Atmosphere Ocean Science Friday Seminar

Radiation Impacts on Hurricane-Like Vortices in the Conditionally Unstable Atmosphere

Speaker: Mu-Hua Chien, CAOS

Location: Warren Weaver Hall 1314

Date: Friday, October 6, 2023, 4 p.m.

Synopsis:

This research explores the impact of radiative cooling on hurricane-like vortices within the rotating moist Rayleigh–Bénard convection (RMRBC). Within RMRBC scenarios, a rotating Boussinesq atmosphere employs simplified thermodynamics for phase transition, destabilized by a warm, moist lower boundary contrasted by a colder, dryer upper rigid boundary. This setup simulates the atmosphere under a conditionally unstable environment, where unsaturated air parcels remain stable and saturated ones become convectively unstable. In the equilibrium status, hurricane-like vortices serve as heat engines, effectively transporting heat by inhibiting the mixing of dry air parcels.

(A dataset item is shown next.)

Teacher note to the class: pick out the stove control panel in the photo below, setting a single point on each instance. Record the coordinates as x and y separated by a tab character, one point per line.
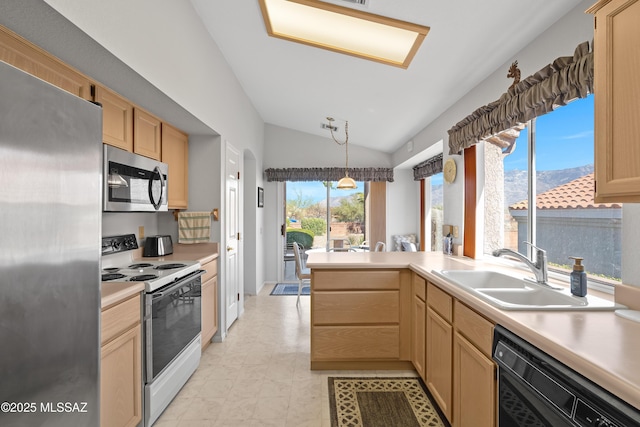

Radiative cooling destabilizes the lower atmospheric layer, consequently enhancing upward mass and heat transport. This destabilization potentially triggers local instability and a transitional equilibrium regime where structured hurricane-like vortices replaced by disorganized convective plumes. Additionally, radiative cooling increases the work performed by the moist convection, associated with the vertical transport of total water content. Despite an increase in kinetic energy generation in the presence of radiative cooling, thermal efficiency—defined as the ratio of kinetic energy generation rate to available potential energy—experiences a reduction. This reduction is attributed to mixing throughout entire domain, associated with the destabilization at the lower boundary.